Ketika kedai-kedai qahveh mulai populer, para politikus, filosof, seniman, pendongeng, pelajar, wisatawan, hingga pedagang ngopi
sambil menonton pertunjukan musik. Mereka juga kerap mendiskusikan
soal-soal politik, sosial, dan keagamaan sambil minum kopi. Penentangan
terhadap kopi oleh kaum agamawan pun kembali muncul. Banyak penguasa
juga menganggap rakyatnya menghabiskan terlalu banyak waktu dengan
bersenang-senang di kedai kopi. Apalagi kedai kopi juga menjadi ajang
pesta-pora, main judi, catur, dan permainan lainnya. “Para pelanggan
dimanjakan dengan berbagai kegiatan yang membuang-buang waktu,” kata
sejarawan Ralph Hattox dalam “Coffee and Coffeehouses” sebagaimana dikutip DecentCoffee.com.
Sekelompok Muslim pun mengekspresikan
kemarahannya, karena kopi yang dianggap sebagai teman ibadah mereka
diperlakukan seperti itu. Mereka menutup paksa kedai-kedai kopi. Bahkan
di Konstantinopel terjadi kekerasan; seorang yang dianggap melanggar
kesucian kopi diikat pada sebuah kantong kulit dan dijebloskan ke
sungai. Untuk mengatasinya, pemerintah setempat mengambil jalan tengah.
Kedai kopi boleh dibuka jika mereka bersedia membayar pajak.
Mark Pendergrast mencatat, di tempat
lain, kejadian yang mirip terjadi. Pada 1511, Gubernur Mekkah Khair-Beg,
yang menganggap pengaruh kopi tak ubahnya seperti anggur, melarang
kedai-kedai kopi di kotanya. Hal tersebut berhenti hanya karena Sultan
Kairo, yang menggandrungi kopi, membatalkan keputusan itu.

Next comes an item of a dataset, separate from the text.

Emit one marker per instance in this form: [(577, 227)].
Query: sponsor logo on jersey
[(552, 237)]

Namun selama
abad ke-16, banyak pemimpin dan pemuka agama Arab yang tetap mengecam
kopi. Meski begitu, para peminum kopi tetap meneguk kopi secara
diam-diam, hingga tak ada larangan lagi.
Berbeda dengan masyarakat Arab, hingga abad ke-16, orang-orang Eropa belum mengakrabi harum kopi. Sebagaimana dikutip Belief.Net, Claudia Rosen dalam bukunya Coffee, menceritakan
bahwa baru pada 1615, saat para pedagang Venesia membawanya ke Eropa,
kopi segera menggebrak seisi benua tersebut. Di Italia, beberapa pemuka
gereja mulai khawatir. Mereka menyebut kopi sebagai “temuan pahit setan”
sehingga meminta Paus Clement VIII melarangnya.
Clement VIII memutuskan untuk
mencicipinya sebelum menjatuhkan putusan. “Kenapa minuman setan ini
demikian lezat,” katanya setelah menyeruput, “sayang jika membiarkan
para Muslim memilikinya secara eksklusif. Kita harus menipu setan dengan
“membaptis” kopi.”
Sejak itu, penyebaran kopi di Eropa tak terbendung lagi hingga hari ini.